Question

I have a large number of equivalences which look like:

$(a \leq 0.54 \wedge b \geq 0.12) \vee (c \gt 0.98)$ $\Leftrightarrow$ $(x \leq 0.25) \vee (x \gt 0.91 \wedge y \geq 0.01)$

This is just an example. In general, formulae on either left or right side of the equivalence could be anything that takes the form of a disjunctive normal form (DNF) clause, the numbers could be any real numbers with a fixed precision, and the inequality signs could be $\leq$, $\lt$, $\geq$, or $\gt$.

What is important is that the possible variables on the left side of all the formulae (here $\{a, b, c\}$) form a set that is distinct from the possible variables on the right side of all the formulae (here $\{x, y, z\}$). There could be any fixed number of variables on either side: doesn't need to be 3 variables, and doesn't need to be an equal number on either side.

I also have some implications of the form:

$(a \leq 0.32 \wedge b \geq 0.62)$ $\Rightarrow$ $(c \gt 0.00)$

Here both left and right sides are just conjunctions of inequalities, but what is important is that the set of variables on both left and right sides, i.e. $\{a, b, c\}$ here, is the same as the set of variables on only the left side of the previous kind of the formula (i.e. the equivalences).

My question is: what kind of automated reasoner would I need to find the logical consequences of a set of such formulae? I am just looking for a concrete identification of the general class of problems this belongs to, and any out-of-the-box reasoners which may be available. Perhaps this is an SMT problem?

Was it helpful?

Solution

Yes, you could solve this with a SMT solver that supports linear real arithmetic. However SMT supports more general inequalities where you can have linear sums of variables (e.g., $2a+3x \le 5.7$) instead of simple comparisons between a single variable and a constant (e.g., $a \le 1.6$), so it might be more powerful than you need, so if you don't have any linear inequalities involving sums, then I agree with Pseudonym that the best approach may be to use a SAT solver.

I would suggest a slightly different encoding to SAT. Instead of a one-hot encoding, where $x_i$ means that $c_{i-1} \le x \le c_i$, I would suggest a slightly different encoding: $x_i$ means $x \le c_i$. Thus instead of encoding to a $(x_1,\dots,x_n)$ vector like $(0,0,0,1,0)$ you would encode to $(1,1,1,1,0)$. You add constraints that $x_i \implies x_{i-1}$, and then each inequality $x \le c_i$ corresponds to a boolean variable $x_i$.

OTHER TIPS

In your case, the simplest solution may be to use SAT.
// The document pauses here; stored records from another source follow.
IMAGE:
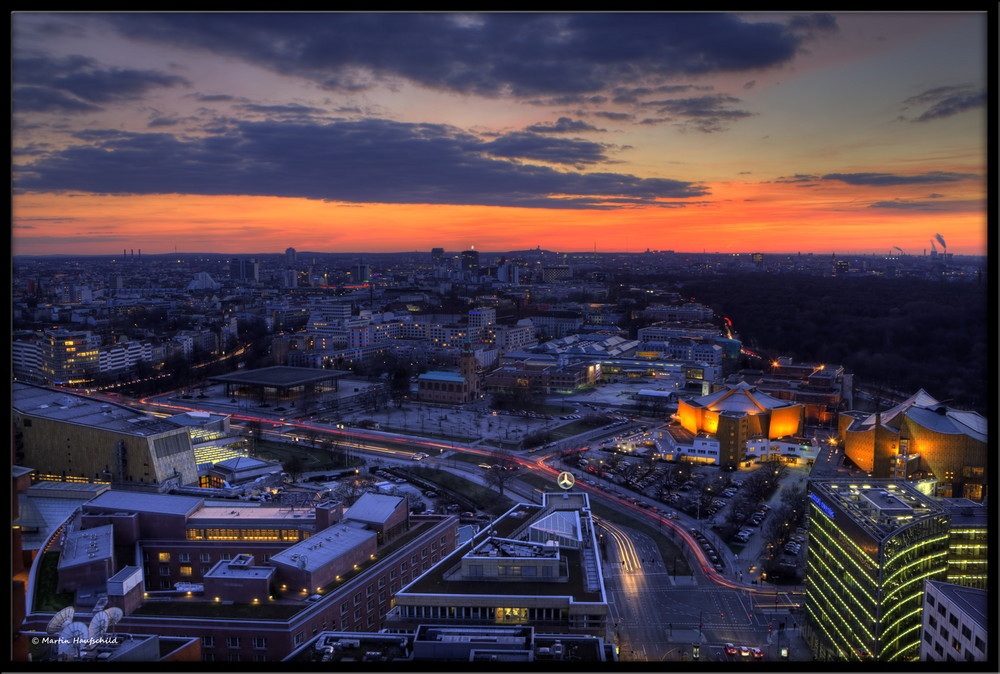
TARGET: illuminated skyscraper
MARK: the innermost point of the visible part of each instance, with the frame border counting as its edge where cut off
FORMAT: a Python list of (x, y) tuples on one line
[(872, 545), (470, 261)]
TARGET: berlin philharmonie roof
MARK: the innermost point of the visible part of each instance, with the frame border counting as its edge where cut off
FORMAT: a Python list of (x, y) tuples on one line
[(740, 398), (59, 406), (926, 411)]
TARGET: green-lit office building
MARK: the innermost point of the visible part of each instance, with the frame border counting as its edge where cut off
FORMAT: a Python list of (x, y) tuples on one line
[(872, 545)]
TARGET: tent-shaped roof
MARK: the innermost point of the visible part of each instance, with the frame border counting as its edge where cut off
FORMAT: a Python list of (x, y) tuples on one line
[(741, 397)]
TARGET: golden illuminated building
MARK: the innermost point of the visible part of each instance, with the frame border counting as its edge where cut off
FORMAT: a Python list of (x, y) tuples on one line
[(920, 436), (736, 414)]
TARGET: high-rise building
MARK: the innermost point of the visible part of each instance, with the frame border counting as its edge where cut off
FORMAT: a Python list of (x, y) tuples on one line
[(244, 269), (470, 261), (872, 546), (955, 624), (69, 358)]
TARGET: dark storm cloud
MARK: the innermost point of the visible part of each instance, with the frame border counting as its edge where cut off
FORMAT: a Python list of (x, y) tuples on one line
[(364, 161), (889, 179), (541, 148), (297, 110), (79, 84), (798, 178), (944, 102), (704, 113), (562, 125), (490, 54)]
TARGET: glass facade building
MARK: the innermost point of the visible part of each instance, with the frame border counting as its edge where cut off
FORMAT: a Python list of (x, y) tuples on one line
[(872, 546)]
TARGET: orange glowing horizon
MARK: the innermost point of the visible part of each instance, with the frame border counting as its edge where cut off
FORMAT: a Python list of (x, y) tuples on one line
[(735, 221)]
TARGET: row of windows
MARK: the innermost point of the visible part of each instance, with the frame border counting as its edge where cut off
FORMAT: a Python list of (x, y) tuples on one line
[(246, 534), (208, 641)]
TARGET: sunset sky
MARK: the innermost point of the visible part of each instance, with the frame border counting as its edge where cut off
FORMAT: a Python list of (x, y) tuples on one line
[(250, 133)]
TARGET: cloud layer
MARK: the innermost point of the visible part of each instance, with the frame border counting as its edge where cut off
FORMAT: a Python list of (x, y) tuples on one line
[(373, 160)]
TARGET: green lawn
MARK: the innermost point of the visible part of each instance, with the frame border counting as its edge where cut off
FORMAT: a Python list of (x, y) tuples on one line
[(312, 458), (484, 498)]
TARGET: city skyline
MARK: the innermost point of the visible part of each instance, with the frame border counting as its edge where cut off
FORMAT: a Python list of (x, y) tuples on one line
[(236, 133)]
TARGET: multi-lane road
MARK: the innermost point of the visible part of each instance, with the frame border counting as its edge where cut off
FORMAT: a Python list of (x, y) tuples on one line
[(656, 615)]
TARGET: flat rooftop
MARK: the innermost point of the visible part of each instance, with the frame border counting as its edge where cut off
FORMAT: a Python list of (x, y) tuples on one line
[(87, 546), (880, 506), (66, 407), (324, 547), (240, 567), (281, 376), (144, 502)]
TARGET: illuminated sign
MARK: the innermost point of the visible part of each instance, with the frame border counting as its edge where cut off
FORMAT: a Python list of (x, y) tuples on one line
[(827, 510)]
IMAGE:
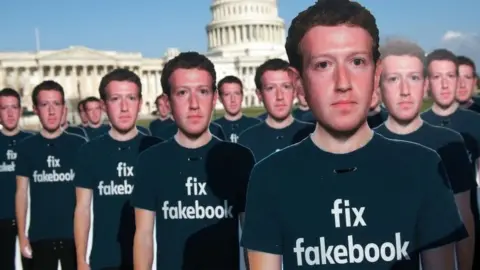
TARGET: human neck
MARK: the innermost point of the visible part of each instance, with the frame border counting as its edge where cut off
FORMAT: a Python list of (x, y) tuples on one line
[(341, 143), (123, 136), (193, 142), (161, 118), (233, 117), (303, 108), (404, 128), (51, 134), (374, 111), (445, 111), (95, 125), (279, 124), (12, 132), (466, 104)]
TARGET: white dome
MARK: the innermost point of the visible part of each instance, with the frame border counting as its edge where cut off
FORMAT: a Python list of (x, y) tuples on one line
[(238, 25)]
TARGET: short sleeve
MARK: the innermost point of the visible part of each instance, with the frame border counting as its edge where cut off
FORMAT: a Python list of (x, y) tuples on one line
[(438, 221), (219, 132), (83, 169), (23, 165), (143, 195), (458, 166), (244, 164), (261, 231)]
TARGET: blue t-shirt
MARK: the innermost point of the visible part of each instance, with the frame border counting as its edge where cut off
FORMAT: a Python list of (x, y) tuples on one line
[(233, 129), (77, 130), (49, 166), (262, 116), (297, 113), (107, 167), (8, 158), (170, 131), (197, 195), (449, 145), (375, 208), (264, 140), (157, 125), (92, 133), (465, 122)]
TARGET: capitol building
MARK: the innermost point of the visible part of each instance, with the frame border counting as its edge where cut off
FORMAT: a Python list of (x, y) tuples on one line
[(242, 34)]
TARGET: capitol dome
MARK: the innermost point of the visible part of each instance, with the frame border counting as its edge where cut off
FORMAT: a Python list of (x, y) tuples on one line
[(245, 26)]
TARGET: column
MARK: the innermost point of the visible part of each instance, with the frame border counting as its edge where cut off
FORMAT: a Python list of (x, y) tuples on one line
[(244, 33), (209, 39), (158, 86), (214, 37), (2, 77), (252, 38), (74, 80), (237, 34), (63, 75)]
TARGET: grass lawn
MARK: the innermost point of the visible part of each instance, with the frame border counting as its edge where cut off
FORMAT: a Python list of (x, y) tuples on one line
[(256, 111)]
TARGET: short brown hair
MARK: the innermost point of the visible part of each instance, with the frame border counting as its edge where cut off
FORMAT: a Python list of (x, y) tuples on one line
[(329, 13), (441, 55)]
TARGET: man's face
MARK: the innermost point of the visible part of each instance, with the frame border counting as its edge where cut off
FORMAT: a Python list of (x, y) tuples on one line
[(10, 112), (466, 84), (231, 97), (192, 100), (163, 108), (83, 115), (403, 86), (122, 105), (277, 93), (50, 108), (338, 75), (300, 93), (93, 110), (443, 79), (63, 122)]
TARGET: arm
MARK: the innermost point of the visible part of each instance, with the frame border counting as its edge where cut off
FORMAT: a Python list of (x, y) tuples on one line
[(458, 166), (262, 235), (261, 261), (144, 199), (441, 258), (143, 241), (439, 225), (21, 208), (477, 171), (466, 247), (82, 222)]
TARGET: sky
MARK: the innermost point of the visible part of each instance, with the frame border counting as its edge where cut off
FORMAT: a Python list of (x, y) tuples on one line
[(152, 26)]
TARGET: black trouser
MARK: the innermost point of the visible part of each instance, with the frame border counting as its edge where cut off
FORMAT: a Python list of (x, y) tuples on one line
[(118, 268), (47, 253), (8, 238), (476, 218)]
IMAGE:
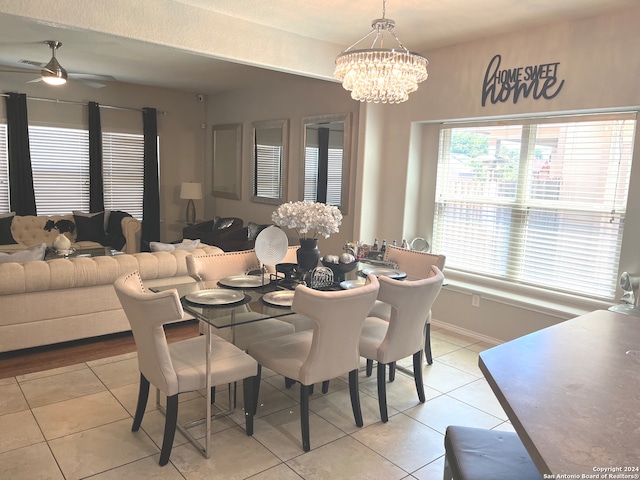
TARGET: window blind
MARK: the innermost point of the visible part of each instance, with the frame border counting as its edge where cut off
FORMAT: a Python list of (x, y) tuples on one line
[(536, 202), (60, 164), (123, 172), (4, 171), (267, 182), (334, 176)]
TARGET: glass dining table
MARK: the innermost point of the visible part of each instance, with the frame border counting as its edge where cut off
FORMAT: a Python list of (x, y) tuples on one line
[(216, 304)]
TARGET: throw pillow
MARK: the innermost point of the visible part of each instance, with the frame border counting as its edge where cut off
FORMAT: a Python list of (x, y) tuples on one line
[(90, 228), (170, 247), (224, 223), (6, 238), (253, 229), (30, 254), (214, 225)]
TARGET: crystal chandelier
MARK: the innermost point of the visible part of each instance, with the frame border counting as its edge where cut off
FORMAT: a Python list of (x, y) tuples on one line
[(378, 74)]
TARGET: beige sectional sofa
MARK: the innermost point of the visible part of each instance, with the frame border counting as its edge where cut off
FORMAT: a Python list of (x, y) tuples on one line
[(45, 302), (29, 230)]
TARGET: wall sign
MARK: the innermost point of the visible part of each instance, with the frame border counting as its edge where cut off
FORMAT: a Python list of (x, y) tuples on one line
[(539, 81)]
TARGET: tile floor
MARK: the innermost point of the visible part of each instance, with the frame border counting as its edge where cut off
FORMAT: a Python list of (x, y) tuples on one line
[(75, 422)]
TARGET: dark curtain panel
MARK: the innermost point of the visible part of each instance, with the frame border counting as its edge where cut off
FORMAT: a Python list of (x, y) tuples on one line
[(323, 164), (96, 188), (151, 197), (23, 200)]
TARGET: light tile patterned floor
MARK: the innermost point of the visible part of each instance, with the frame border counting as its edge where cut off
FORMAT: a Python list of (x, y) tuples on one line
[(75, 422)]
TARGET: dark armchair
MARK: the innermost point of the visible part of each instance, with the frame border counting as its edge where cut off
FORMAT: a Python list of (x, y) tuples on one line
[(225, 233), (220, 232)]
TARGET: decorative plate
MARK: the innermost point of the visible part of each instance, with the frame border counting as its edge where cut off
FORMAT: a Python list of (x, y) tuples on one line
[(215, 296), (349, 284), (271, 245), (244, 281), (384, 271), (420, 244), (281, 298)]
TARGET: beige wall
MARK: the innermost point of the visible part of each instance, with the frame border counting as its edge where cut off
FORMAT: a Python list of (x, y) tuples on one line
[(181, 136), (600, 63), (293, 99)]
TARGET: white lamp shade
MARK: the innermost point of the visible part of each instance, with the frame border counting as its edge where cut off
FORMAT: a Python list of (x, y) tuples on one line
[(191, 190)]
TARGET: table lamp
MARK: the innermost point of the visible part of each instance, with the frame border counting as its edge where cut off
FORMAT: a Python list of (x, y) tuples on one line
[(191, 191)]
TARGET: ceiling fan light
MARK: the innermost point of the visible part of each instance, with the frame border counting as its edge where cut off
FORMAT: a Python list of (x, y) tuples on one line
[(53, 73)]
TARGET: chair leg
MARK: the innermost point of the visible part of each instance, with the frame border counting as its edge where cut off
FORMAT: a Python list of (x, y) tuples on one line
[(143, 396), (354, 391), (170, 422), (256, 389), (304, 416), (249, 385), (382, 392), (369, 368), (325, 386), (417, 374), (427, 344), (447, 475)]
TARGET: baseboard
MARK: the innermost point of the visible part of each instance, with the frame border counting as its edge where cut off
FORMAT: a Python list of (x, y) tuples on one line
[(465, 332)]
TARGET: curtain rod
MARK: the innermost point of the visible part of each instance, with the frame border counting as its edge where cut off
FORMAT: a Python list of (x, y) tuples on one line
[(70, 102)]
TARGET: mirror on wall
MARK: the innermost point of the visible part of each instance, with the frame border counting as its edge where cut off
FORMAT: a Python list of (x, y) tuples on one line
[(270, 141), (326, 152), (227, 161)]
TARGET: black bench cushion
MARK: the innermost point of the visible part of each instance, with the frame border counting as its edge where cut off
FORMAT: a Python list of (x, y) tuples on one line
[(479, 454)]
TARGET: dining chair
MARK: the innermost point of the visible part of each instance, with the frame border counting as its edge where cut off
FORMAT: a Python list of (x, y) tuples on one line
[(178, 367), (387, 341), (327, 351), (416, 265), (214, 267)]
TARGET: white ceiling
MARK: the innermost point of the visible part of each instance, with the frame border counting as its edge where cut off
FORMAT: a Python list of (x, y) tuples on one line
[(113, 47)]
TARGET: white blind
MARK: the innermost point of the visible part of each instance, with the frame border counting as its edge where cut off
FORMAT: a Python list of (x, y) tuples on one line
[(539, 203), (123, 172), (4, 171), (60, 166), (334, 175), (267, 182)]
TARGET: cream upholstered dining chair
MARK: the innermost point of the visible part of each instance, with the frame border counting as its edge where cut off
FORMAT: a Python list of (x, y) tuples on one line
[(178, 367), (214, 267), (327, 351), (416, 265), (387, 341)]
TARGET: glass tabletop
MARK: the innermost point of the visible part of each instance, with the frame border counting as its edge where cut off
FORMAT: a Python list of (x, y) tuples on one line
[(265, 302)]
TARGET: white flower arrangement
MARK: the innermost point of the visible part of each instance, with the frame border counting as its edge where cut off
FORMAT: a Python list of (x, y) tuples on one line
[(308, 219)]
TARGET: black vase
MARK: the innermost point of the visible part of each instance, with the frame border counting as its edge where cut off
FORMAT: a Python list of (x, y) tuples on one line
[(308, 254)]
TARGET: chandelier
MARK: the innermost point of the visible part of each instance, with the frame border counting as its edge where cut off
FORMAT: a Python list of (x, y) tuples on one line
[(377, 74)]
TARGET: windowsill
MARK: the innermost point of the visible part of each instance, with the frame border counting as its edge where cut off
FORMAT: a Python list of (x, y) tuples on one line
[(558, 305)]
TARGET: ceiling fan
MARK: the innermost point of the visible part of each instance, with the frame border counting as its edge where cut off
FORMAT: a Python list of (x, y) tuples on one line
[(53, 73)]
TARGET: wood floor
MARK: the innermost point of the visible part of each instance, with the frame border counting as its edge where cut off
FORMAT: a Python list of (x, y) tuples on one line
[(31, 360)]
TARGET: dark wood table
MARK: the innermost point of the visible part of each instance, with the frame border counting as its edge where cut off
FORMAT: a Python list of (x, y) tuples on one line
[(572, 394)]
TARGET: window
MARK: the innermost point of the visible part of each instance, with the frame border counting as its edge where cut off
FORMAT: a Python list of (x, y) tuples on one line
[(270, 139), (326, 159), (4, 171), (60, 166), (539, 203)]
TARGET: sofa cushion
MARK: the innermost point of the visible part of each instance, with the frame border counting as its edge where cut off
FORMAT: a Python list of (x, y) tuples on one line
[(30, 254), (90, 228), (223, 223), (186, 244), (6, 238)]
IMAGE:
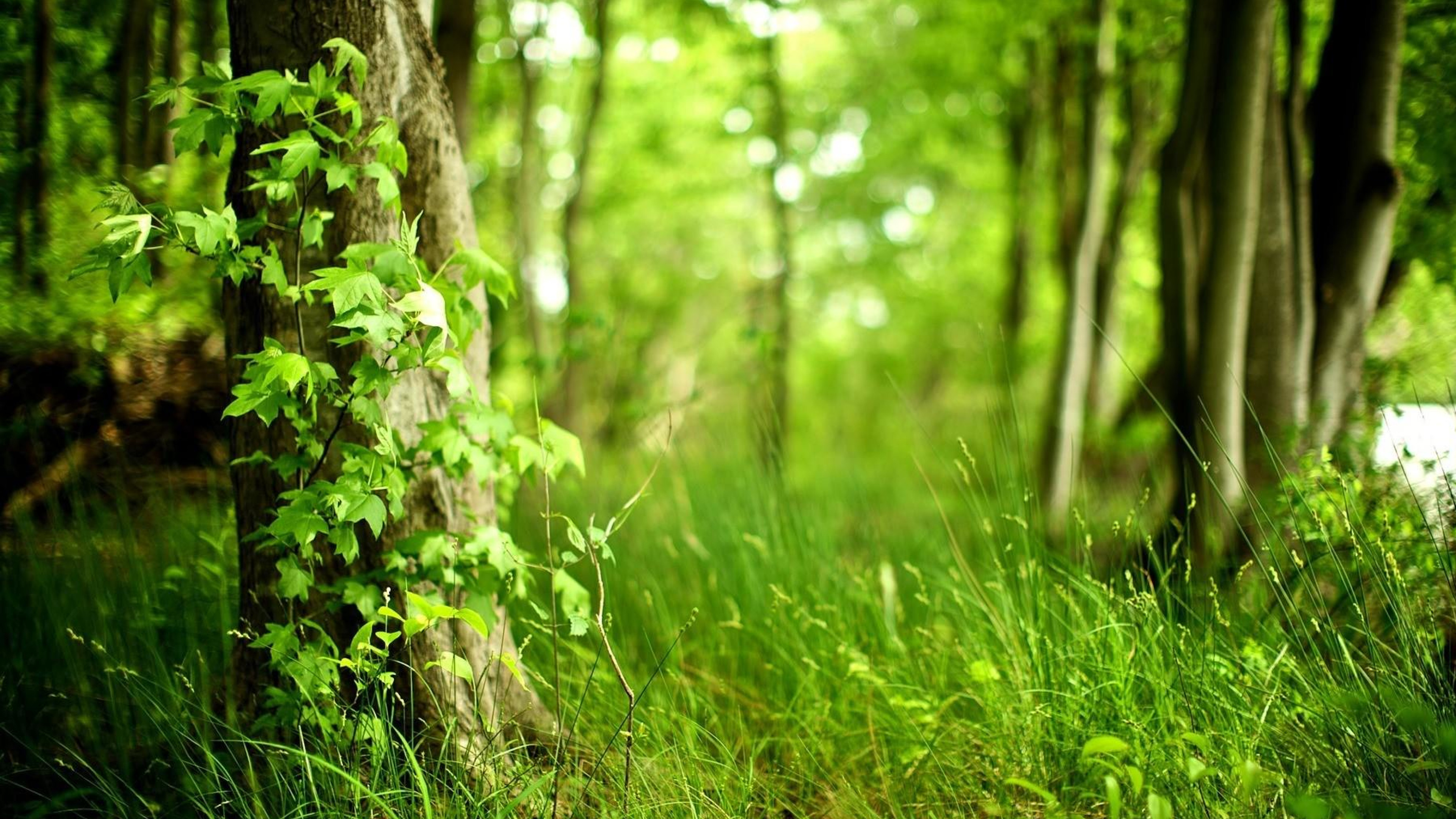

Your first clause includes $x \le 0.25$ and $x > 0.91$. This means that there are five regions of interest for the variable $x$, which we identify with boolean variables: $X_1 \equiv x \in(-\infty, 0.25)$, $X_2 \equiv x = 0.25$, $X_3 \equiv x \in (0.25, 0.91)$, $X_4 \equiv x = 0.91$, $X_5 \equiv x \in (0.91,\infty)$.

Create a boolean variable for each of these ranges, and convert the clause to use them. So, for example, $x \le 0.25$ would convert to $X_1 \vee X_2$, and $x < 0.91$ would convert to $X_1 \vee X_2 \vee X_3$.

More clauses would mean more constants, and hence more ranges of interest for a primitive variable.